We study the problem of stochastic optimization for deep learning in the
parallel computing environment under communication constraints. A new algorithm
is proposed in this setting where the communication and coordination of work
among concurrent processes (local workers), is based on an elastic force which
links the parameters they compute with a center variable stored by the
parameter server (master). The algorithm enables the local workers to perform
more exploration, i.e. the algorithm allows the local variables to fluctuate
further from the center variable by reducing the amount of communication
between local workers and the master. We empirically demonstrate that in the
deep learning setting, due to the existence of many local optima, allowing more
exploration can lead to the improved performance. We propose synchronous and
asynchronous variants of the new algorithm.

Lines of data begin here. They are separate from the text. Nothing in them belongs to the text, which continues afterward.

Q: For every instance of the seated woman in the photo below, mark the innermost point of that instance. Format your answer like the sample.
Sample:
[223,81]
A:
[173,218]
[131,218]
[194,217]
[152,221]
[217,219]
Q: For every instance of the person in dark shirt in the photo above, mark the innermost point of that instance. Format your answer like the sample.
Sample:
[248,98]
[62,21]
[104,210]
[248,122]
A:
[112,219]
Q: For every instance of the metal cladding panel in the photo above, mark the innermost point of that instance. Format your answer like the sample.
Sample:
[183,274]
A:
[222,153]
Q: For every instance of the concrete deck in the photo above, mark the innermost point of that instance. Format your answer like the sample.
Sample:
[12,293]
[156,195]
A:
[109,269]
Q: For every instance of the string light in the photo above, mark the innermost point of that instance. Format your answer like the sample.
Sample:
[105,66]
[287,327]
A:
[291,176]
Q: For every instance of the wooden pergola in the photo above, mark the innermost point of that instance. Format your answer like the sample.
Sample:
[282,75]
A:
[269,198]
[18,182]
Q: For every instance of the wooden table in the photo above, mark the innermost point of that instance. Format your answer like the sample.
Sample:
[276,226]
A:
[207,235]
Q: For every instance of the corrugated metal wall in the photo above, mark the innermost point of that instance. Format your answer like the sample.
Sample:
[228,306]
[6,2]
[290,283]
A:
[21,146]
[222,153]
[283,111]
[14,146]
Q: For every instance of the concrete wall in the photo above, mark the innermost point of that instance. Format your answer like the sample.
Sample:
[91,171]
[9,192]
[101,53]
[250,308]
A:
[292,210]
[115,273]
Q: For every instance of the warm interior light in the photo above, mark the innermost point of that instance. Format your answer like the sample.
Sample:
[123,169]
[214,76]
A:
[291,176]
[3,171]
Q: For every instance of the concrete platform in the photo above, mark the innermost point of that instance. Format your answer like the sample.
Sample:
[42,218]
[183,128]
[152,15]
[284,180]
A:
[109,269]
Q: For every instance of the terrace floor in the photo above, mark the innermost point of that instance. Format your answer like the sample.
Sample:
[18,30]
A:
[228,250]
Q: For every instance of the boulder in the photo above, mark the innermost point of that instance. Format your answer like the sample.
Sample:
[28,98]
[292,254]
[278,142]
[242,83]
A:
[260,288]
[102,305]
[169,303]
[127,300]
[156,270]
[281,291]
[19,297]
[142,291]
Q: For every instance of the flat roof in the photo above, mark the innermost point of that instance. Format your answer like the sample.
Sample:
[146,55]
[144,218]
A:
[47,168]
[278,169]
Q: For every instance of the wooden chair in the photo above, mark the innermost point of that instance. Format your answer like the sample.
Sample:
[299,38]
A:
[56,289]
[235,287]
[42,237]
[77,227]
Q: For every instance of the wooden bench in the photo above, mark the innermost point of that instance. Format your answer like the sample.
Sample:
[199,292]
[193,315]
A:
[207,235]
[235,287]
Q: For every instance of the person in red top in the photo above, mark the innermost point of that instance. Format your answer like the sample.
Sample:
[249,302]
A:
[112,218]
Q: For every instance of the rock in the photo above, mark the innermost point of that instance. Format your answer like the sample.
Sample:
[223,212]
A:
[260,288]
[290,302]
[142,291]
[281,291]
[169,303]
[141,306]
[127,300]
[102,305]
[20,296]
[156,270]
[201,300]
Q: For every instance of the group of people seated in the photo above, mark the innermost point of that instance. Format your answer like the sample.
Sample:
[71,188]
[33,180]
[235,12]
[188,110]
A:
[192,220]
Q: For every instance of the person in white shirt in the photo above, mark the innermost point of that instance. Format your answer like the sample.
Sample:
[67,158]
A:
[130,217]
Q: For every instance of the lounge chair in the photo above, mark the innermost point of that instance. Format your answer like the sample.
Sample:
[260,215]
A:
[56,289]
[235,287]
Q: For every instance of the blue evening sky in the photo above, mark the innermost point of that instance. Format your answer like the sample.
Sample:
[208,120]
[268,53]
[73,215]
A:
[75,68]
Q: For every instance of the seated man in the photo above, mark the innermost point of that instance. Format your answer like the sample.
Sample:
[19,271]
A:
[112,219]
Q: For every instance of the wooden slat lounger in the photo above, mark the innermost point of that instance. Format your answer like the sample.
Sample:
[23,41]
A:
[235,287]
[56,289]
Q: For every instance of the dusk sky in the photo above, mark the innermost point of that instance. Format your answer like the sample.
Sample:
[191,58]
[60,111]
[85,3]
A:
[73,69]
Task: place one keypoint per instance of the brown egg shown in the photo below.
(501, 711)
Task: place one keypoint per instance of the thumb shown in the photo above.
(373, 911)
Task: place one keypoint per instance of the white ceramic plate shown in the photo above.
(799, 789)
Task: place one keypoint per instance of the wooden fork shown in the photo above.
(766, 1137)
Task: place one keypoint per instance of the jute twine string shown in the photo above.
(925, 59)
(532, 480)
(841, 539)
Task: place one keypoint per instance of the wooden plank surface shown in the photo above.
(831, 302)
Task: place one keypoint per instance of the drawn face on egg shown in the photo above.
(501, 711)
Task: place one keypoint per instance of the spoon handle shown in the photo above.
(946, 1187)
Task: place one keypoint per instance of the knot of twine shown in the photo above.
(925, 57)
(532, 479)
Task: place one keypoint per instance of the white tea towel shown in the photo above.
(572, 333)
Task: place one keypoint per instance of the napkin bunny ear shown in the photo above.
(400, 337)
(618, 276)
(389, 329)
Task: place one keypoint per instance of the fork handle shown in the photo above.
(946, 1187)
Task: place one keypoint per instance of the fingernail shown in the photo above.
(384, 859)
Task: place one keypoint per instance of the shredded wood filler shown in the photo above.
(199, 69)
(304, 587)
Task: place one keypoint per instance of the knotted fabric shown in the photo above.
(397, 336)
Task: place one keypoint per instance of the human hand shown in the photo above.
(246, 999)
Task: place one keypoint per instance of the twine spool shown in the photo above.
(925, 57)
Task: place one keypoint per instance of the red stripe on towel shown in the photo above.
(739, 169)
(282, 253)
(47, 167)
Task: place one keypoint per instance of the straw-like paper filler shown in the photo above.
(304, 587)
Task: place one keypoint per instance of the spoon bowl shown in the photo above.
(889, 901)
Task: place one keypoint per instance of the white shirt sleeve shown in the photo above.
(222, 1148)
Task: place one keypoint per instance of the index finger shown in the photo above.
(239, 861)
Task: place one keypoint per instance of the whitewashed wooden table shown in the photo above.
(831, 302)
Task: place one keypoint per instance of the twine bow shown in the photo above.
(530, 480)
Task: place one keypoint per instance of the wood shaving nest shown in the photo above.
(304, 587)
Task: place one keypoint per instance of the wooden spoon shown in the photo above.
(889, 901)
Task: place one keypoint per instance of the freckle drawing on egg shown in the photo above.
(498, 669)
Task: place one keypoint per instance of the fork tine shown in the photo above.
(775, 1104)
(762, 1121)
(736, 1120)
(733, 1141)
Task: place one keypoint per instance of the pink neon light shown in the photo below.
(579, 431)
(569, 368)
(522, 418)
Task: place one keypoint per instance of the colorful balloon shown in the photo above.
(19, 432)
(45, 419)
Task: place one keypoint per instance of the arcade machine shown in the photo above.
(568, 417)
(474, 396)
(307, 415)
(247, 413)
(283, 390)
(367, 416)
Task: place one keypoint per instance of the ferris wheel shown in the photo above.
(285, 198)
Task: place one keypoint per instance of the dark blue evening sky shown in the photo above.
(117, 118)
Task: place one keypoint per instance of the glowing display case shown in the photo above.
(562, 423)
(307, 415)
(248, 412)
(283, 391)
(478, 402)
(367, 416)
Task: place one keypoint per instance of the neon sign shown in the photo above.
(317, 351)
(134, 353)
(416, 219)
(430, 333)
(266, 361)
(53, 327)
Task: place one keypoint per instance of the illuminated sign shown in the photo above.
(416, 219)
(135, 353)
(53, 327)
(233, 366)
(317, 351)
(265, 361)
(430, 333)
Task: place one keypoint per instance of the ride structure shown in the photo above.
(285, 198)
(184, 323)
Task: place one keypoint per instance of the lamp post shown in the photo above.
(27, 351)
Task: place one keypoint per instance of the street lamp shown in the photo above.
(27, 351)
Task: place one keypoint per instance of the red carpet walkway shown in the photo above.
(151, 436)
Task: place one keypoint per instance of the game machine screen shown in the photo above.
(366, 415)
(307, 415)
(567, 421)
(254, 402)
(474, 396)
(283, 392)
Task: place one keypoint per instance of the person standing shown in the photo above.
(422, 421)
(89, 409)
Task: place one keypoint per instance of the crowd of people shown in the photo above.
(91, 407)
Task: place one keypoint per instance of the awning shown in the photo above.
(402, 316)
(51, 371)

We provide the stability analysis
of the asynchronous variant in the round-robin scheme and compare it with the
more common parallelized method ADMM. We show that the stability of EASGD is
guaranteed when a simple stability condition is satisfied, which is not the
case for ADMM. We additionally propose the momentum-based version of our
algorithm that can be applied in both synchronous and asynchronous settings.
Asynchronous variant of the algorithm is applied to train convolutional neural
networks for image classification on the CIFAR and ImageNet datasets.
Experiments demonstrate that the new algorithm accelerates the training of deep
architectures compared to DOWNPOUR and other common baseline approaches and
furthermore is very communication efficient.